It started with a spark.
And ended with a bang.
With Sprong relegated to the pressbox in the year he was supposed to make waves and no real route to a top 6 role existing for him, GMJR pulled the trigger on moving the high-ceiling, under-performing winger for a high-ish ceiling defenseman in Marcus Pettersson, who is definitely not Brandon Montour or Josh Manson.
The 22 year old Swede, drafted in the 2nd round in 2014 (38th overall) is in the final year of his entry-level contract, making $794,167 against the cap (versus Sprong’s $750k). This gives the Pens a little bit of roster flexibility, too, given that Pettersson is still in his ELC phase and is exempt from waivers. Sprong was not.
It also gives them another option on defense with a younger guy coming in with a frame to grow into (6’3″, 177 lbs.). He can skate, as nearly every Swedish d-man can, and can move the puck, also as nearly every Swedish d-man can. He’s got offensive instincts and projects to an eventual top 4 defenseman.
However, in 27 games this season, Pettersson has got 0G-6A and in 49 career NHL games, he’s posted 1G-9A (compared to Sprong 4G-5A-9P in 42 career games).
Pettersson, however, is in just his second full year playing in North America and is likely still going through some growing pains, which were likely not helped by being in a very bad Anaheim organization with Randy Carlyle behind the bench, while averaging 14 minutes per night this season, including 1:11 on the PK.
What’s more, while the Ducks are one of the worst puck possession teams on earth this season, Pettersson’s relative numbers are respectable even if his raw shares are sort of underwhelming.
Relative to his team, Pettersson ranks 9th on Anaheim’s roster with a shot attempt share of 1.65 at 5v5. That’s third best among regular defensemen behind Brandon Montour and Hampus Lindholm.
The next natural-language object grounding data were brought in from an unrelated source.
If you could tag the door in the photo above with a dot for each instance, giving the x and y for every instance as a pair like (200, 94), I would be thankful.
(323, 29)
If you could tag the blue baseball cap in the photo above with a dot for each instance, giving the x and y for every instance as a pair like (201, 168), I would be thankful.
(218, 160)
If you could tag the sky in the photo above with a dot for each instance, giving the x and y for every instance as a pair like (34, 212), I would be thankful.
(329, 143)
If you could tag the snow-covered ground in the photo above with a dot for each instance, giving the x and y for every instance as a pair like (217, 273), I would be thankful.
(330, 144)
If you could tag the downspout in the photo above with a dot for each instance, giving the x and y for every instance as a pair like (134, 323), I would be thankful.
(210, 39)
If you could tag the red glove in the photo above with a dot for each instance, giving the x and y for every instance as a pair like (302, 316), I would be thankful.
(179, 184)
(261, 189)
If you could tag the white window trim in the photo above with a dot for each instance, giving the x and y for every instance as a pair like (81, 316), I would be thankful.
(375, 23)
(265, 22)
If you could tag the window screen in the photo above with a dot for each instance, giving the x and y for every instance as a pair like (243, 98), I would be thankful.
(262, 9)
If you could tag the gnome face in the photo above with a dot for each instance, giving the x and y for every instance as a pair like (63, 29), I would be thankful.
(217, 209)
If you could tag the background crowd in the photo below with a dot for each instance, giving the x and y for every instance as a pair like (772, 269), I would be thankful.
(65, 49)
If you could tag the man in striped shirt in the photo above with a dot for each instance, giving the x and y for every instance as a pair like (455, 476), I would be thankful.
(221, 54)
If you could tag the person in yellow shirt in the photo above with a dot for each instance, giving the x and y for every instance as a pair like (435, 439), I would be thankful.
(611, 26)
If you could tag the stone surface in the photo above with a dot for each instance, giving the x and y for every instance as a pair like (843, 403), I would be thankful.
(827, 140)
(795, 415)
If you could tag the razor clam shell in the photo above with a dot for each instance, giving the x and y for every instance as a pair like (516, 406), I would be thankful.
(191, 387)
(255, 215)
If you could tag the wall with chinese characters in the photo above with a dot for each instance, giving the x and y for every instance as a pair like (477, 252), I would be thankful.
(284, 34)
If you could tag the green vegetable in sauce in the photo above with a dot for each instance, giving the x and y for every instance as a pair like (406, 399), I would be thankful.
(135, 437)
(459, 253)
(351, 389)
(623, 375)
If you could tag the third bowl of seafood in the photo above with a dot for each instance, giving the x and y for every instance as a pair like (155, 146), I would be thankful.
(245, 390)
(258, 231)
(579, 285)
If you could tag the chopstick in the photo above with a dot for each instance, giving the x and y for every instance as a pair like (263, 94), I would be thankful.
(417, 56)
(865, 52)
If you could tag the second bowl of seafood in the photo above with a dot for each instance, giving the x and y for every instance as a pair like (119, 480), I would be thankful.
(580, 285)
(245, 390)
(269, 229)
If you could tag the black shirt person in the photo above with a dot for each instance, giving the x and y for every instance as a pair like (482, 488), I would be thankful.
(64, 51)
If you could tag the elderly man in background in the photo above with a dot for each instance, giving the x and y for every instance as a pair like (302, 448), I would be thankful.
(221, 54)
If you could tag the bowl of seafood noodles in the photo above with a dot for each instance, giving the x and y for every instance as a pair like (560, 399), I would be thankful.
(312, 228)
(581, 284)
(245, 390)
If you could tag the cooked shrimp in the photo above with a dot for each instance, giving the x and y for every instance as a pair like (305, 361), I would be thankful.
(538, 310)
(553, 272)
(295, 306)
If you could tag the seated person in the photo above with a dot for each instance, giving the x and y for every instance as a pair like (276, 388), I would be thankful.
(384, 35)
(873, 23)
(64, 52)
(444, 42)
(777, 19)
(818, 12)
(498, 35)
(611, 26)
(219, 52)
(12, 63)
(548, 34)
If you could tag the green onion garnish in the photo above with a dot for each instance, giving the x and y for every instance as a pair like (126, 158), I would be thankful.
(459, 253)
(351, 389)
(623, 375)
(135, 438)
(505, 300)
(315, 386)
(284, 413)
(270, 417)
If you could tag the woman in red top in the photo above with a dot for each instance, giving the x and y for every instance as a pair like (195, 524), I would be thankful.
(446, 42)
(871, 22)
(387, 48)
He’s also on the positive side, relative to his team, in share of unblocked shot attempt (1.40), share of shots on goal (1.55), and share of scoring chances (4.53), all at 5v5 (via naturalstattrick.com).
So what this means is that, for as bad as the Ducks are this season, they have been better off with Pettersson on the ice than they are with him off the ice. That’s a good building block.
Pettersson will likely prove to be a pretty solid acquisition when his Pittsburgh story eventually comes to a close.
And to Daniel Sprong, best wished and good luck, kid.